3) I really dislike the excuse that because everything worked out for the best, it's ok. Both when Kat says it and hearing it repeated here on the forums. It's an overly consequential take on the matter.
Sure, it worked out but frankly, that's like saying bullying a chubby kid is OK as long as it encouraged them to have a healthier lifestyle and loose weight.
I guess I just hate when people dismiss bad actors because the outcome accidentally worked out well.
Talking about issues, having forgiveness, and moving past problems is good. Dismissing them isn't and this feels a little too much like category 2 for me.
I also really hate the "Try not doing that next time, ok?" bit. Like it's a suggestion.
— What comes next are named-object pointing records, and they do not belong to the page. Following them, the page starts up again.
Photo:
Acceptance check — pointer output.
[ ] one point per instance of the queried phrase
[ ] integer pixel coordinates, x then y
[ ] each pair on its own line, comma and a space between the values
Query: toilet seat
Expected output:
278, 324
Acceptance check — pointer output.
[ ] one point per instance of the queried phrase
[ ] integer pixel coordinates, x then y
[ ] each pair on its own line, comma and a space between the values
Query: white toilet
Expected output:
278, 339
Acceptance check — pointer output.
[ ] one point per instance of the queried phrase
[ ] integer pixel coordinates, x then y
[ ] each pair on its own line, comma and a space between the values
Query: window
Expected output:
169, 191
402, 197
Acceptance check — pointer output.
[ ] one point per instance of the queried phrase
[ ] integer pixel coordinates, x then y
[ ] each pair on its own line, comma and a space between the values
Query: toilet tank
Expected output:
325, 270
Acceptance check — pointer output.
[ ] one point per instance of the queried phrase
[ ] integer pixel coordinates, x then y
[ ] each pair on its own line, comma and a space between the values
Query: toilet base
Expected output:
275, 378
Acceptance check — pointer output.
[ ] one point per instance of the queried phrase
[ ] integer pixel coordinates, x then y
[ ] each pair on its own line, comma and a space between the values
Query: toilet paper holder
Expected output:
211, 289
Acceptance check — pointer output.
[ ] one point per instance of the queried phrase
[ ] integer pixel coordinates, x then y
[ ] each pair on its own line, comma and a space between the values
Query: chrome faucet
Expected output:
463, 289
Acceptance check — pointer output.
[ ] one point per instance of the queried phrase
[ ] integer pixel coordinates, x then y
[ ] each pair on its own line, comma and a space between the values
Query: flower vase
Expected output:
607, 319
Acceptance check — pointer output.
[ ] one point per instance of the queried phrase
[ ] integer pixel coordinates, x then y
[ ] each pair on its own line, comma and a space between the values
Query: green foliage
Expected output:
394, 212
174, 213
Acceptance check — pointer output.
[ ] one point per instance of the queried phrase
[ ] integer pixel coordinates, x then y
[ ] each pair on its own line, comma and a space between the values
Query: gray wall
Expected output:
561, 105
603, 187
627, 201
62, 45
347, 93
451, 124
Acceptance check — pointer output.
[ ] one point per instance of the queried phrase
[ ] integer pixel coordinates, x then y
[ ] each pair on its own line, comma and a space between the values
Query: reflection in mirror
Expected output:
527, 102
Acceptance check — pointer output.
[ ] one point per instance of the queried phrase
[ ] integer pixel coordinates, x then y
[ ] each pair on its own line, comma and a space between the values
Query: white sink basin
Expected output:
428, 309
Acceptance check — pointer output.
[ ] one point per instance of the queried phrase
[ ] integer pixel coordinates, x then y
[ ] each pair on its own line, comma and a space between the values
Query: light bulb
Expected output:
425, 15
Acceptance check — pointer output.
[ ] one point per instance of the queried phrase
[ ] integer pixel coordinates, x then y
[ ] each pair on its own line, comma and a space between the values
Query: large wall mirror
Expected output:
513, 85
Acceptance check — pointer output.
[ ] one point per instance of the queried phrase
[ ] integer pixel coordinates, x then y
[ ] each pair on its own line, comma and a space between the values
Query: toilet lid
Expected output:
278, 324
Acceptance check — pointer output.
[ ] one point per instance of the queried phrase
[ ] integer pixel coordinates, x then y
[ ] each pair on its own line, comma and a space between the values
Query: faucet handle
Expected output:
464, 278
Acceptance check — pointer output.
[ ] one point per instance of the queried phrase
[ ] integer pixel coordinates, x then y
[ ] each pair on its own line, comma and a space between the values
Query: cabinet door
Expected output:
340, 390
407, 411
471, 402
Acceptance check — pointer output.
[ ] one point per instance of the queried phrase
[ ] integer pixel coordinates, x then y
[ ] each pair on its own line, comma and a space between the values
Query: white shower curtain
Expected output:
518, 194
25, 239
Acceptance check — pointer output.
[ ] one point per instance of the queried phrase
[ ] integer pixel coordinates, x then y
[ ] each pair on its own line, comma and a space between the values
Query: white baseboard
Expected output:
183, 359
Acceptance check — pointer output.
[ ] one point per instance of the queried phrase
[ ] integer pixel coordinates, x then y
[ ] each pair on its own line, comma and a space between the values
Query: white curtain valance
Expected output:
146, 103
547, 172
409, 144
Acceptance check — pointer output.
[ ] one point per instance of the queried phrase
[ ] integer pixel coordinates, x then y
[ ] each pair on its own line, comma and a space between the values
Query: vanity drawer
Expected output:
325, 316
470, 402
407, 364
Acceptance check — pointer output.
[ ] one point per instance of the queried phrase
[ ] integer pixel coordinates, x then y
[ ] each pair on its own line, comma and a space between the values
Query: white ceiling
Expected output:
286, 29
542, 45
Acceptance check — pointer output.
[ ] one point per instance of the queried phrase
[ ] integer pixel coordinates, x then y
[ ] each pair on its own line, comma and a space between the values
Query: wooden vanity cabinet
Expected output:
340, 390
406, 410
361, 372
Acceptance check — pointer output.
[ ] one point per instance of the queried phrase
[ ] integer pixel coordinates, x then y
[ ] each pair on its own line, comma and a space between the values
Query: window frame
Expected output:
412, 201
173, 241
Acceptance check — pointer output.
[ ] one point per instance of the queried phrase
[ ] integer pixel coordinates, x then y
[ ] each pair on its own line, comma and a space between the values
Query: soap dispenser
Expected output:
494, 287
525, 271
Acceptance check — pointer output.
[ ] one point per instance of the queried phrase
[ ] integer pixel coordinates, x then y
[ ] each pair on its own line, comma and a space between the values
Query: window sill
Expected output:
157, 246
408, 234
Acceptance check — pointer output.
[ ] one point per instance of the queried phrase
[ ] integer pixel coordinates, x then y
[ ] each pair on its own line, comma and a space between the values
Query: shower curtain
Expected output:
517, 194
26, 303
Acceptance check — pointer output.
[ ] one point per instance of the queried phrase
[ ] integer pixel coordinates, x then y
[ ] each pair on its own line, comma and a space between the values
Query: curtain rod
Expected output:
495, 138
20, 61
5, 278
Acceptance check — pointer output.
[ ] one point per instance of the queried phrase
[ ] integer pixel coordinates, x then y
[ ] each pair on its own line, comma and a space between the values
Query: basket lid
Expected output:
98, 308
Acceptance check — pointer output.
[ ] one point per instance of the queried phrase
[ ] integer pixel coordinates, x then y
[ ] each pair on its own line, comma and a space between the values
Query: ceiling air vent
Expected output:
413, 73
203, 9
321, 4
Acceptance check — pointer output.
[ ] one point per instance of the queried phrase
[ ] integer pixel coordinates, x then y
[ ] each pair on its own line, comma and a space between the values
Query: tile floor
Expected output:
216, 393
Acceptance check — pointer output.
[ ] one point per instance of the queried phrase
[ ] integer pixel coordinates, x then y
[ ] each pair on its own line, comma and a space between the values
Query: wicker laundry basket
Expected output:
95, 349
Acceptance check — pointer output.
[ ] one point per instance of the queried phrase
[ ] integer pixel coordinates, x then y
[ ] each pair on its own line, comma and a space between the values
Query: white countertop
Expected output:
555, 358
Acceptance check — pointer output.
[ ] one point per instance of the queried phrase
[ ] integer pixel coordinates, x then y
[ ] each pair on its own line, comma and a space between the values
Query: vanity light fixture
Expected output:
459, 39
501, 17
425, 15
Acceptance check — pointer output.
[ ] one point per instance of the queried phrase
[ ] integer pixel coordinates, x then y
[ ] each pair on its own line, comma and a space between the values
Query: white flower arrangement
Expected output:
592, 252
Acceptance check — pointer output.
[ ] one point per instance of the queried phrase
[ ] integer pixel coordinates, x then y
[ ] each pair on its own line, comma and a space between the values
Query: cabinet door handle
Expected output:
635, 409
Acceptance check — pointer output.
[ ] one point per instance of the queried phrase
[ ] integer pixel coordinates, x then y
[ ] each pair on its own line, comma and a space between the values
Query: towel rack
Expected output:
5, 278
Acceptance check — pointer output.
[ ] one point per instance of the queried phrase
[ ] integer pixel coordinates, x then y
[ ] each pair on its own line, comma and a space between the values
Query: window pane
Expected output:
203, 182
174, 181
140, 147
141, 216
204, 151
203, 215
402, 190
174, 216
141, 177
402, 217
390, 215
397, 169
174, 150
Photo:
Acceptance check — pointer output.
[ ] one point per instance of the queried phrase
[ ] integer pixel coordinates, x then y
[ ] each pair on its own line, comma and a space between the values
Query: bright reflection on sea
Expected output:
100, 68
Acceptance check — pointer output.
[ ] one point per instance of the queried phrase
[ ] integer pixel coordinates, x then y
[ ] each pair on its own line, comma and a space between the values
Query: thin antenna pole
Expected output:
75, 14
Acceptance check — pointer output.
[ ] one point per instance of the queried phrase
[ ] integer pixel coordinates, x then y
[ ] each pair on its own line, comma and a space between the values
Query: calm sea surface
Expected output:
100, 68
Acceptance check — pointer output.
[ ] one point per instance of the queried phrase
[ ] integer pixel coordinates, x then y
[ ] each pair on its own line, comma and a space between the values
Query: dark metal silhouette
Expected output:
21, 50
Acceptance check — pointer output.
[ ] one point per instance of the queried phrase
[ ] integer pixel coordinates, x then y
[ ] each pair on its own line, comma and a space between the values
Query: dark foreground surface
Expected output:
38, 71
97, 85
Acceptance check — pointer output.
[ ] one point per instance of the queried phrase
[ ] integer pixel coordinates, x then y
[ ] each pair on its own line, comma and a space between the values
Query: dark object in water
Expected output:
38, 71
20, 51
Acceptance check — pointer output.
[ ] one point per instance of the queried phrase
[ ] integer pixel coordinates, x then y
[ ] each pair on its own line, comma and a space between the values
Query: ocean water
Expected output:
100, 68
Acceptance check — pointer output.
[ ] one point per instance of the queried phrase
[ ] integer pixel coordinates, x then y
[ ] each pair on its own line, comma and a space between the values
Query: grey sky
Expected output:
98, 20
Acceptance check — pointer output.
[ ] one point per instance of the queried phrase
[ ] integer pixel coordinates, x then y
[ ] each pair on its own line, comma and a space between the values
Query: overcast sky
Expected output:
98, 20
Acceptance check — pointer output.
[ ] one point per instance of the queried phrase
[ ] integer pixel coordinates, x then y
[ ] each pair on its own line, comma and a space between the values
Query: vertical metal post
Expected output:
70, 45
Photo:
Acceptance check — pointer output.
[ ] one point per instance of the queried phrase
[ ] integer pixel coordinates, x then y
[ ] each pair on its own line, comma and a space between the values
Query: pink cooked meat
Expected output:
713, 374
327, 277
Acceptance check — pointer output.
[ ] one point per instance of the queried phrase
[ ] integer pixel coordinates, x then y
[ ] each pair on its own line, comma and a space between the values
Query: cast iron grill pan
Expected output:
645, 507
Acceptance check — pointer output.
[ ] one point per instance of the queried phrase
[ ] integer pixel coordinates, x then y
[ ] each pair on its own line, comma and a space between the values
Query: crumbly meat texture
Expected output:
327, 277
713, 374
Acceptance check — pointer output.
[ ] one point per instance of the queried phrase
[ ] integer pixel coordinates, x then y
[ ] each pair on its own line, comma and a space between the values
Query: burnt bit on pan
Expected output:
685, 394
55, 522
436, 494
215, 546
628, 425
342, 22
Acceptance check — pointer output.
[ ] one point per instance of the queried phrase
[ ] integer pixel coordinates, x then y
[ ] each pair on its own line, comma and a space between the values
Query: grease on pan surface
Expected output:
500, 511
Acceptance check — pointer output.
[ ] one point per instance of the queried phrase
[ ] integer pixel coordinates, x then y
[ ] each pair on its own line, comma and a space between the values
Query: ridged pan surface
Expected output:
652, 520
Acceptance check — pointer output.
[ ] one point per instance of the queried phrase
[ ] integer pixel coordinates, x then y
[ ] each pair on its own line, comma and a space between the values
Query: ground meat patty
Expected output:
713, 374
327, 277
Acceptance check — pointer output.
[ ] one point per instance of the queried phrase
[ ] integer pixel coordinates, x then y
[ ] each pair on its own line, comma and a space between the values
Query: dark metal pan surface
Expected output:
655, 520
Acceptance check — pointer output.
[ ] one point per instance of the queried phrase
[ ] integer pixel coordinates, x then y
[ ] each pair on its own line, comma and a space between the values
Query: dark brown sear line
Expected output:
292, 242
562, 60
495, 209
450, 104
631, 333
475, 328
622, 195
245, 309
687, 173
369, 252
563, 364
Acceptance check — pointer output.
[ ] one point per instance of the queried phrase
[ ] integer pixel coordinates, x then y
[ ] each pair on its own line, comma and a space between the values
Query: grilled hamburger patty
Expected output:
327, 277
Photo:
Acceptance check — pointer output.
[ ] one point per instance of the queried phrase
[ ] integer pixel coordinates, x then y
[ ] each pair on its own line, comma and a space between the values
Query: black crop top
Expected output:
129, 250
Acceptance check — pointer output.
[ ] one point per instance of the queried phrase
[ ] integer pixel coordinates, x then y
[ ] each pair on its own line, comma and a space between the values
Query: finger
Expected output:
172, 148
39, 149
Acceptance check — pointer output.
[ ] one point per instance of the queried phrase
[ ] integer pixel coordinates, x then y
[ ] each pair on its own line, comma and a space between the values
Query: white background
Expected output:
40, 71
And not, you know, a hard line. Don't bully my friends should be a pretty clear "Do not cross line" in a relationship. Boundaries are important and that's a pretty basic one.
Or that jokey "Hmm". Please show some respect to your girlfriend's friends Paz. Even if you don't actually like them.
I suppose I'm actually less angry at Kat or Paz and more frustrated with this reoccurring trend that other people have already mentioned. The only person who ever seems liable and is punished for bad behavior is Annie. Everyone else is easily forgiven, untouchable or goes uncritiqued.
Annie the doormat is getting really tedious as a subplot.Yes, Annie's temper was a flaw but it was a flaw that needed to be reigned in, not evaporated into the Ether. I miss Ysengrin. He was apparently the only one telling Annie to stand up for her self. Because I swear since the Loup arc started, despite many excuses to be righteously angry, I don't think we've seen a single drop of it from her. Except of course during the early days of the doppelganger arc in which she only expressed anger against a different version of her self.
And if that ain't meta textual i don't know what is.
I guess I'll hold out that the other shoe is going to drop. Kat is kind of steam rolling the conversation so I am expecting a very big "But" to show up soon.But if nothing else comes up from that subplot it will feel very wasted and one sided in my mind.
I'll stop there because I don't want to be overly negative.